The Delhi High Court on Wednesday had asked Central Electricity Regulatory Commission to consider and decide on the NTPC representation against the regulations that would take effect from April 1.
As per the regulations notified by CERC, there will be changes with regard to tax and calculation of incentives for thermal power plants.
The regulations also require thermal plants to calculate incentives based on plant load factor (PLF) rather than plant availability factor (PAF).

The PAF is the declared capacity or the total generation capacity of the plant, whereas PLF is the actual generation which is based on the demand.
According to sources, with the new guidelines coming into place from April 1, the company may find it difficult to find lenders in the future as the new regulations may impact the company's financials. They said it will make its presentation to CERC within a week.

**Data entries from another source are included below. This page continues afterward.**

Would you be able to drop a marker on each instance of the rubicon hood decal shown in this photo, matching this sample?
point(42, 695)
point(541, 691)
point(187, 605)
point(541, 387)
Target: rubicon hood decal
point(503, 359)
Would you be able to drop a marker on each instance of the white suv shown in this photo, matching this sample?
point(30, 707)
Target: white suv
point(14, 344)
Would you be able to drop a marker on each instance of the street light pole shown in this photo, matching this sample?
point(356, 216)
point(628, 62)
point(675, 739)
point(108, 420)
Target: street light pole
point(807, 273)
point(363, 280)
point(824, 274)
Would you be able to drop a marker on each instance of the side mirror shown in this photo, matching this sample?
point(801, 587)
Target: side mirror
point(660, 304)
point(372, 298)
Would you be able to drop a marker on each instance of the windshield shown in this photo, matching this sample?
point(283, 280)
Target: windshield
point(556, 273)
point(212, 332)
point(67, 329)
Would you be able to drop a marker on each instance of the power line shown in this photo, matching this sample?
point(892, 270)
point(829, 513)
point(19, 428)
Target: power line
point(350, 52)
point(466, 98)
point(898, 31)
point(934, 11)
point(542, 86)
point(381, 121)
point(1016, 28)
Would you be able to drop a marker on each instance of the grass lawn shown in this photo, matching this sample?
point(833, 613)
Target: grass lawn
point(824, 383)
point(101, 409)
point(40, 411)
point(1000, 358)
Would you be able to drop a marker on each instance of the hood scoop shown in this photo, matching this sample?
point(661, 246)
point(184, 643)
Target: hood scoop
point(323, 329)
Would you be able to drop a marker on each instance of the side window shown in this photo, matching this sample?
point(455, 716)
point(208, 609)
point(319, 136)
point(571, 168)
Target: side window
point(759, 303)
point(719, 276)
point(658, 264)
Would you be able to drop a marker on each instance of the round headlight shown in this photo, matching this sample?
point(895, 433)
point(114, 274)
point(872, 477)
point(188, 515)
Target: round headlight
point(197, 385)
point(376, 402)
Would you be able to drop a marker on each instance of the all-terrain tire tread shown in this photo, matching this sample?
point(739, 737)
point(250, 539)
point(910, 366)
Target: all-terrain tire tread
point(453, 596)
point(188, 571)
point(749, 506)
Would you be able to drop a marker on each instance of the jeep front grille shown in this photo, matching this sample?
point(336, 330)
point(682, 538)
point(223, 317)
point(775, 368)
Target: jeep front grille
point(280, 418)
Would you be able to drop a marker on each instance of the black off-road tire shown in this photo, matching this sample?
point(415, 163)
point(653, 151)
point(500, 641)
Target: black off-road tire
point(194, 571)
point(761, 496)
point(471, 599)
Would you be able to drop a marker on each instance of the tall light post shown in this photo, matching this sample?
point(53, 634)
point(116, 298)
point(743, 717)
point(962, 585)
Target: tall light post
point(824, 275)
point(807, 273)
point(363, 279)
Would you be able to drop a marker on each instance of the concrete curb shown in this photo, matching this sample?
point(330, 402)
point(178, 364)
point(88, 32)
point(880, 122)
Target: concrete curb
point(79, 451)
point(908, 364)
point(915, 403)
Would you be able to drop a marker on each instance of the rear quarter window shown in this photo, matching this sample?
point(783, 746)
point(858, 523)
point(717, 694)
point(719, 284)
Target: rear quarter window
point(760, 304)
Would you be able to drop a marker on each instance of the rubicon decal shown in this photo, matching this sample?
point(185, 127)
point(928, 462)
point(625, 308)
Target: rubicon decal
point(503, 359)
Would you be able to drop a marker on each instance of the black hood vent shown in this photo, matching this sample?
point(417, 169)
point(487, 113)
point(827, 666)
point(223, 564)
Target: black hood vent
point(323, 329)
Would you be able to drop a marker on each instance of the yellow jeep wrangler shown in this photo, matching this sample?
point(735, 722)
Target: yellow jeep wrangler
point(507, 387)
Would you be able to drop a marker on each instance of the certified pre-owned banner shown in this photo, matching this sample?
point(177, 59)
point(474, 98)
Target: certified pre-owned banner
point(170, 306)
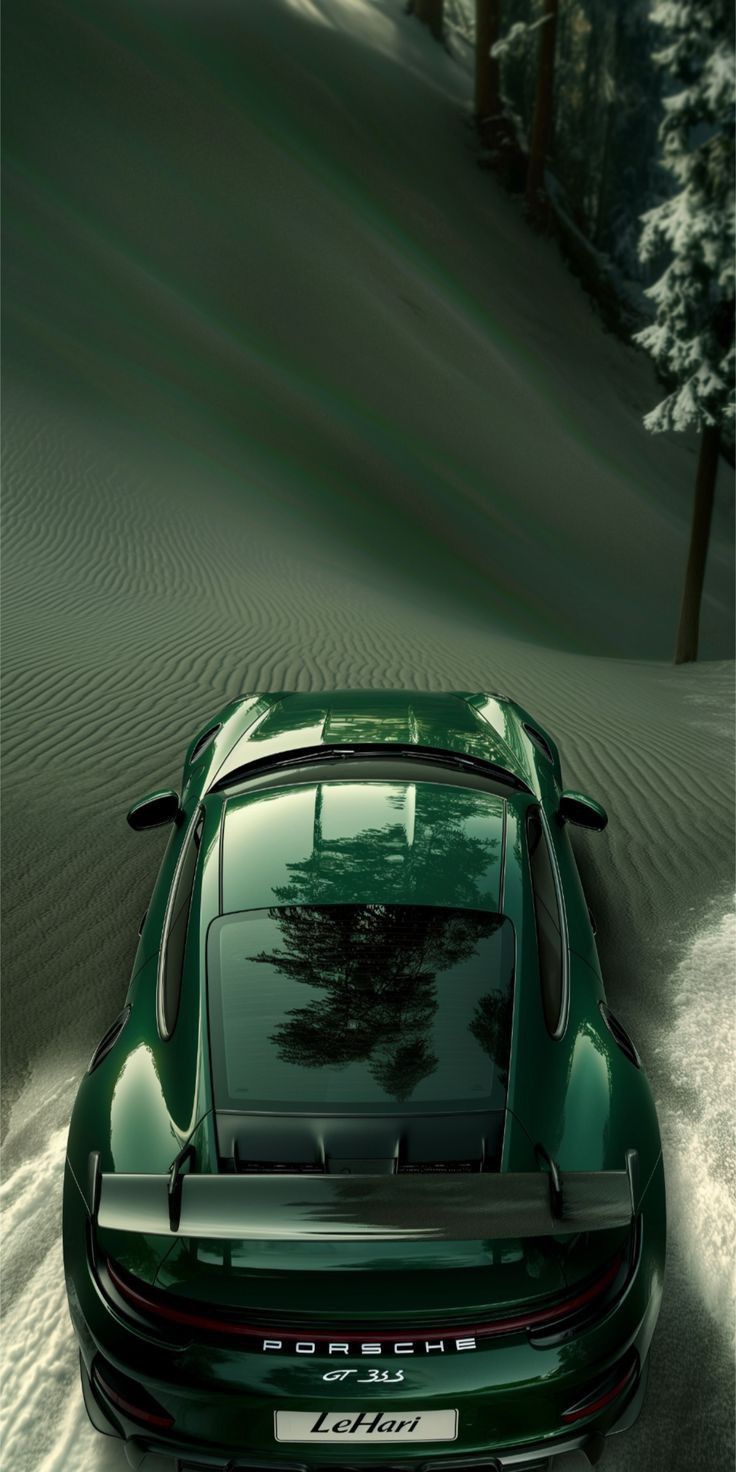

NTPC has said that it will suffer a loss of around Rs 7,000 crore if regulations come into effect. The company has also said that it should be incentivised on total generation capacity of its plants.
CERC is expected to submit the report to the Delhi High Court in a month's time.
Query sent to NTPC CMD Arup Roy Choudhury remained unanswered.
“Recent CERC order will have 8-10 per cent downward impact on NTPC's profitability and therefore it is a cause of concern for NTPC,” Debasish Mishra, Senior Director (Consulting) Deloitte said.